Еще при жизни Белинского Красов напечатал в «Москвитянине» (1845) «Романс Печорина», в котором как бы подводил итог основным мотивам своего творчества:
Годы бурей пролетели!
Я не понял верно цели,
И была ль она?
Я б желал успокоенья…
Сила сладкого забвенья
Сердцу не дана.
Пусть же рок меня встречает,
Жизнь казнит иль обольщает —
Все уж мне равно.
Будь то яд или зараза,
Али бой в скалах
Кавказа — Я готов давно.
В этом же ключе пишутся стихотворения «Мечтой и сердцем охладелый», «Свой век я грустно доживаю», «Как звуки песни погребальной». И совсем уже мрачное, самое трагическое стихотворение «Как до времени, прежде старости» Красов создает на исходе обрывавшейся невзгодами творческой жизни. Стихотворение оставалось до наших дней неопубликованным, хотя это — поэтический памятник трагической судьбе «несчастного поколения». Поэт вновь оплакивает безвременно растраченную жизнь, сожженные дотла радости своей молодости:
Хоть и кровь кипит, у нас силы есть,
А мы отжили, хоть в могилу несть.
Лишь в одном у нас нет сомнения:
Мы — несчастное поколение.
Перед нами жизнь безотрадная —
Не пробудится сердце хладное.
Нам чуть тридцать лет, а уж жизни нет, —
Без плода упал наш весенний цвет.
Обрекая себя как поэта на долгое молчание, Красов не утрачивал интереса к литературе, поощрял своих учеников к творчеству, с присущей ему восторженностью отыскивал среди них будущих Лермонтовых. С большим увлечением собирал он материалы по устной народной поэзии и сообщал их Ф. Буслаеву, живо интересовался русской историей и даже выступил в «Москвитянине» с полемическими замечаниями в адрес одной из статей историка С. Соловьева о Смутном времени.

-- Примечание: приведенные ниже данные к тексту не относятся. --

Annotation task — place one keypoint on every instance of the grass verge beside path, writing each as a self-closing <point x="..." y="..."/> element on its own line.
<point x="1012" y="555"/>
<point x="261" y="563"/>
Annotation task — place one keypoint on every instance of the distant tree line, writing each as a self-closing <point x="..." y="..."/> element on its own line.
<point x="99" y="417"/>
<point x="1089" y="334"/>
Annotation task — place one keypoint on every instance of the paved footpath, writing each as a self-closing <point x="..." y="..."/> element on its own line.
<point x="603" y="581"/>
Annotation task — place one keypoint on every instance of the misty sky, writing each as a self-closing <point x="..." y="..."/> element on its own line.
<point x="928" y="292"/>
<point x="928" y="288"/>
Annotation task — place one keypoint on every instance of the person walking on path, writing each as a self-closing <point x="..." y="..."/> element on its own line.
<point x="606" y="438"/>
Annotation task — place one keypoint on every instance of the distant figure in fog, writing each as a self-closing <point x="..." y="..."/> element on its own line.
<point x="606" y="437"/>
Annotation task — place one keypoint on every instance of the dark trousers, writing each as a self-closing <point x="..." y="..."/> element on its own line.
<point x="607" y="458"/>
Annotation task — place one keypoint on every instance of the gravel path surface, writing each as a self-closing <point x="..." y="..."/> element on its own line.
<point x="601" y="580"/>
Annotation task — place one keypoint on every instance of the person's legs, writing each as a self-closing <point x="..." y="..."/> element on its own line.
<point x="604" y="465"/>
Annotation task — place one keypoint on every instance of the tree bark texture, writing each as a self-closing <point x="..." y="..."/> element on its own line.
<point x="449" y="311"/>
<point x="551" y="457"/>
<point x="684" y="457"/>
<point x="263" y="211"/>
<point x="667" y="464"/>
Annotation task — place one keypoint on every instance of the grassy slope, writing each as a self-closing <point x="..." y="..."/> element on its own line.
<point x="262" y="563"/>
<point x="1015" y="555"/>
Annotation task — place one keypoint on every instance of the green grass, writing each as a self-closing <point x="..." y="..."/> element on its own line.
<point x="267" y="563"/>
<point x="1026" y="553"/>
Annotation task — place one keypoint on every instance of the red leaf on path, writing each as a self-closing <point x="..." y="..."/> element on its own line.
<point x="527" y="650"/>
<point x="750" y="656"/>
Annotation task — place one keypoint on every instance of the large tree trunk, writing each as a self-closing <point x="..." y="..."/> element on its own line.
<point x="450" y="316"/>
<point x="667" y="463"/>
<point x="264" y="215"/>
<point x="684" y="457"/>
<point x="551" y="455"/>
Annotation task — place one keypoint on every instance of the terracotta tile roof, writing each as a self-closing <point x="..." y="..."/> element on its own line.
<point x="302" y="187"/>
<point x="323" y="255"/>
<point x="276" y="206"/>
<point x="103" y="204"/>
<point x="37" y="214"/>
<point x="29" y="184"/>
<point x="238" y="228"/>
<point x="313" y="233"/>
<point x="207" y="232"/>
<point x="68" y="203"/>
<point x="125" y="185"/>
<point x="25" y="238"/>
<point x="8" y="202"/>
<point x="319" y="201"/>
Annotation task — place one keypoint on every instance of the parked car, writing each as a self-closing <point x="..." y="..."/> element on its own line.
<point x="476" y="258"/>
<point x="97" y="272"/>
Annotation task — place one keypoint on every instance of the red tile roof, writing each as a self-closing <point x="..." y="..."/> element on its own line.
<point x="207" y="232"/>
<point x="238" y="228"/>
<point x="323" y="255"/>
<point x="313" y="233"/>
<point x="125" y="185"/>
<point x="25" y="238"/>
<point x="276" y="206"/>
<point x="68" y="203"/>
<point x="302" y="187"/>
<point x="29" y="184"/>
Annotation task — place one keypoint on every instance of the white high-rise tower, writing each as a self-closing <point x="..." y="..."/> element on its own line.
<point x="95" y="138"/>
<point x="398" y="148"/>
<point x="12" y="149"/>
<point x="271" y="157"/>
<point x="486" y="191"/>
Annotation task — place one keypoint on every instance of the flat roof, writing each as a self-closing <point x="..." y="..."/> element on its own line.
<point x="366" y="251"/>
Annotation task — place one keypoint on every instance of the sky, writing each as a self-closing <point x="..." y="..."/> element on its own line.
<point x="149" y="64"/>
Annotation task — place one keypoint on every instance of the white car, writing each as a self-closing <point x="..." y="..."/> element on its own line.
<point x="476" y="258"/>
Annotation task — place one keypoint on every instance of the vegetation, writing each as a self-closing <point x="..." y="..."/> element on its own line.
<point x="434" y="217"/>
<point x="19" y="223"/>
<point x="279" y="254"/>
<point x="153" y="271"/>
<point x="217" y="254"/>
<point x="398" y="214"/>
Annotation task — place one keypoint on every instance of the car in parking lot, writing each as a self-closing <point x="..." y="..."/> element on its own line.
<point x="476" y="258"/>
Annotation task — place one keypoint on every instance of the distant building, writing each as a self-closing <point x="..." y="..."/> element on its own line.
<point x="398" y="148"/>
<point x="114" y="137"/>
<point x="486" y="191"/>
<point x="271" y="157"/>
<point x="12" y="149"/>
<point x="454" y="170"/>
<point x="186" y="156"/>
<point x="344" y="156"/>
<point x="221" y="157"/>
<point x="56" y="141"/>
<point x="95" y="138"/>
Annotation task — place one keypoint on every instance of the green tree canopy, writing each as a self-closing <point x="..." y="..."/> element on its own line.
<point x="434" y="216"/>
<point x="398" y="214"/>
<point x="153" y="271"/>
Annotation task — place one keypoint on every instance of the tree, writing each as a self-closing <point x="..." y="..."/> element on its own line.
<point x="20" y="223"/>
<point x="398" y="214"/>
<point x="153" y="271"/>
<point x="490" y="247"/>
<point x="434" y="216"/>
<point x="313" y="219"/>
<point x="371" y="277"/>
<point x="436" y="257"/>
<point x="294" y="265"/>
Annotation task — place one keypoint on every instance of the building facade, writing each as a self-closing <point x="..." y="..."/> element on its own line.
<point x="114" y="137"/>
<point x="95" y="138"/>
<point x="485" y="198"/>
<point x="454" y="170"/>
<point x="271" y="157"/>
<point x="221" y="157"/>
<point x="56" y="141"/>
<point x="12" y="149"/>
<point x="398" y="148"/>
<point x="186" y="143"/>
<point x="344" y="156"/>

Последние годы жизни Красов целиком отдался преподавательской деятельности. Отягощенный заботами о своей большой к тому времени семье, он преподавал русский язык в I Московском кадетском корпусе, а с 7 декабря 1851 года — в Александровском сиротском военном корпусе. Неизлечимо больной, вспыльчивый и раздражительный, он еще мог увлечь своих учеников и пользовался неизменным их уважением[96].

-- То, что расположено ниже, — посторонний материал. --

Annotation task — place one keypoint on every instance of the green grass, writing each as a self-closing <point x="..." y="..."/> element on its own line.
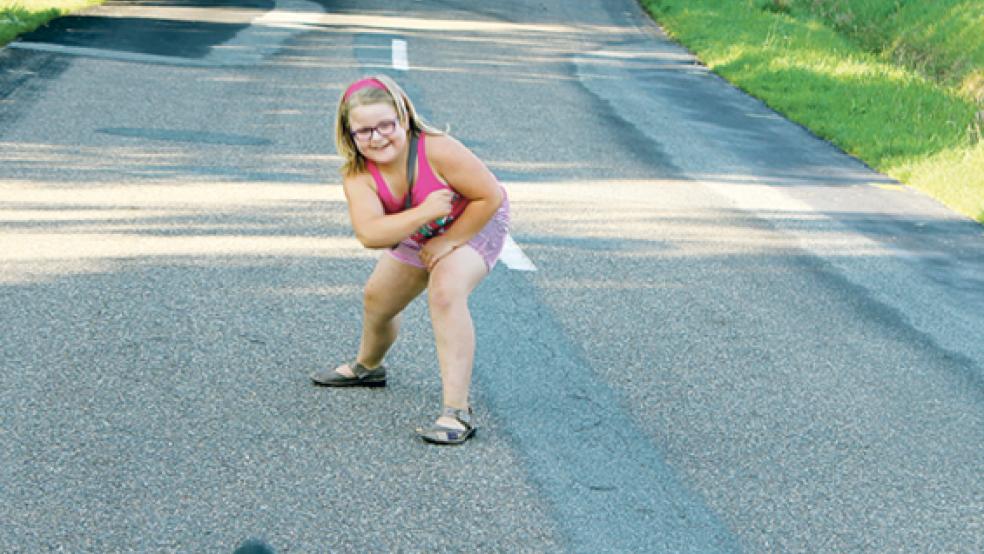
<point x="22" y="16"/>
<point x="888" y="81"/>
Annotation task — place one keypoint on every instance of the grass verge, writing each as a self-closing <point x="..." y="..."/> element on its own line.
<point x="23" y="16"/>
<point x="918" y="123"/>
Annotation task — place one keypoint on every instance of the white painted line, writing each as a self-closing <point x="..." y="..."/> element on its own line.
<point x="400" y="60"/>
<point x="514" y="258"/>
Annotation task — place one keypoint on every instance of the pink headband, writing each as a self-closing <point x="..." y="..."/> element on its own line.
<point x="361" y="84"/>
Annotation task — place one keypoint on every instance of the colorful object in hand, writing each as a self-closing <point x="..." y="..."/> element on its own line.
<point x="439" y="225"/>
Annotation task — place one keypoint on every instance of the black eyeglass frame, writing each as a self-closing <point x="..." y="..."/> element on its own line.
<point x="367" y="132"/>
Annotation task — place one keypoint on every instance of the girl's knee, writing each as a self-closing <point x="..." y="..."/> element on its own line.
<point x="443" y="295"/>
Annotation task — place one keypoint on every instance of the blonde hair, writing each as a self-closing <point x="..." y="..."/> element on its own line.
<point x="392" y="94"/>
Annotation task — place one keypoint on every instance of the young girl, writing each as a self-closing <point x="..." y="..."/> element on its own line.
<point x="442" y="225"/>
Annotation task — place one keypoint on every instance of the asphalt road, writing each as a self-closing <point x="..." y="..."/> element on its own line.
<point x="737" y="337"/>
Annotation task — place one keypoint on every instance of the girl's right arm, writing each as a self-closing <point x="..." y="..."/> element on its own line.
<point x="374" y="228"/>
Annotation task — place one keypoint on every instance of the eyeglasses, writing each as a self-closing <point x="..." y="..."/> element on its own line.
<point x="384" y="128"/>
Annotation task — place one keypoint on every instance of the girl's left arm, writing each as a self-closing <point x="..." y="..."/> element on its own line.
<point x="457" y="165"/>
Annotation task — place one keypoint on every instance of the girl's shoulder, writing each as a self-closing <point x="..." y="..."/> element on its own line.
<point x="444" y="148"/>
<point x="361" y="179"/>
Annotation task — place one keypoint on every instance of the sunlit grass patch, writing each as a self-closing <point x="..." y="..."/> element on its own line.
<point x="908" y="122"/>
<point x="22" y="16"/>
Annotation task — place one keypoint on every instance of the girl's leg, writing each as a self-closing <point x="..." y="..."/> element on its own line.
<point x="392" y="285"/>
<point x="451" y="282"/>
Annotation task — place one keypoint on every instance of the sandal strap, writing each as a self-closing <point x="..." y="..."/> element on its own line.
<point x="463" y="417"/>
<point x="360" y="370"/>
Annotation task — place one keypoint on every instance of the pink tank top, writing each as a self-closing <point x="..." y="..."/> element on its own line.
<point x="425" y="184"/>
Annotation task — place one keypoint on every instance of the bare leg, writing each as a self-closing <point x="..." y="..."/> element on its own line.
<point x="390" y="288"/>
<point x="451" y="282"/>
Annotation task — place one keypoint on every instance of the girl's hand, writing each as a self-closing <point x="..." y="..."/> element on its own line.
<point x="437" y="204"/>
<point x="435" y="250"/>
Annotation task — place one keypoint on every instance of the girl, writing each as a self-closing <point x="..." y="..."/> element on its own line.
<point x="443" y="218"/>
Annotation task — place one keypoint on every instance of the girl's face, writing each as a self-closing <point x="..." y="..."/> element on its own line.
<point x="377" y="132"/>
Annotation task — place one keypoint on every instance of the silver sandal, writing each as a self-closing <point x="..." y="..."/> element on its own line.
<point x="439" y="434"/>
<point x="364" y="377"/>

Летом 1854 года во время очередного приступа болезни в теплом пальто, не спасавшем от озноба, Красов пришел проститься со своими учениками, отъезжавшими на лето в лагеря. Шутил с ними, сочинял экспромтом стихи, заставлял себя забыть о постоянных невзгодах и несчастьях. 27 июля в возрасте двадцати восьми лет умерла его жена Елизавета Алексеевна Красова. Эта смерть тяжело отозвалась в сердце поэта. 17 сентября 1854 года в крайней бедности, забытый своими друзьями, Красов скончался в одной из московских больниц. «Он скончался от чахотки, которого страдал в течение последних лет, — сообщал в редакцию «Москвитянина» товарищ по службе, проводивший его на Ваганьковское кладбище. — Жестокий удар, им понесенный, ускорил его кончину: недель за шесть перед этим он лишился жены, нежно им любимой, и теперь осталось после него шестеро сирот, из которых старшей дочери девять лет. Он жил своими трудами и не оставил детям ничего, кроме доброго имени и благословения»[97].

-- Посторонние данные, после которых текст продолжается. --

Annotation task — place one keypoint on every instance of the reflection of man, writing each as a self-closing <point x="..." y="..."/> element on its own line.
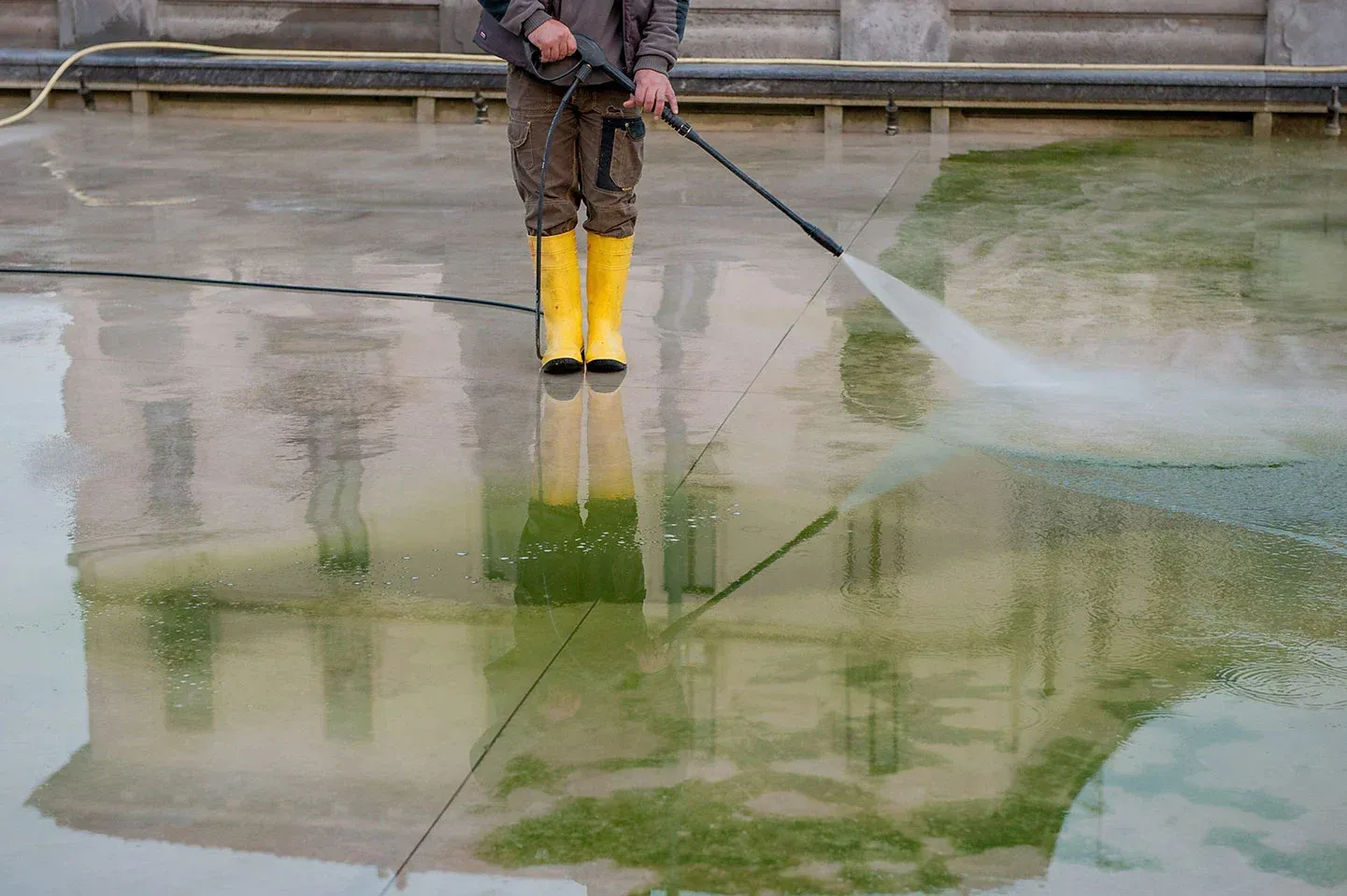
<point x="610" y="694"/>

Однажды как-то, в 40-х годах, Ф. Боденштедт застал Красова в одиночестве в его сырой и темной квартире. Красов с чувством декламировал стихи Лермонтова:
И скушно, и грустно, и некому руку подать
В минуту душевной невзгоды…
Желанья!.. Что пользы напрасно и вечно желать?
А годы проходят — все лучшие годы!
Эти стихи, по словам Красова, вполне выражали его настроение. Перекликаясь с Лермонтовым, он с горечью писал Белинскому: «Хотелось бы еще за жизнь кое-что сделать…»[98]
Красов не сделал того, о чем мечтал и что мог сделать. Ежедневная борьба за существование, нищенская жизнь свели поэта в могилу. Мрачная действительность не дала возможности развернуться его духовным силам, расцвести его большому поэтическому дарованию.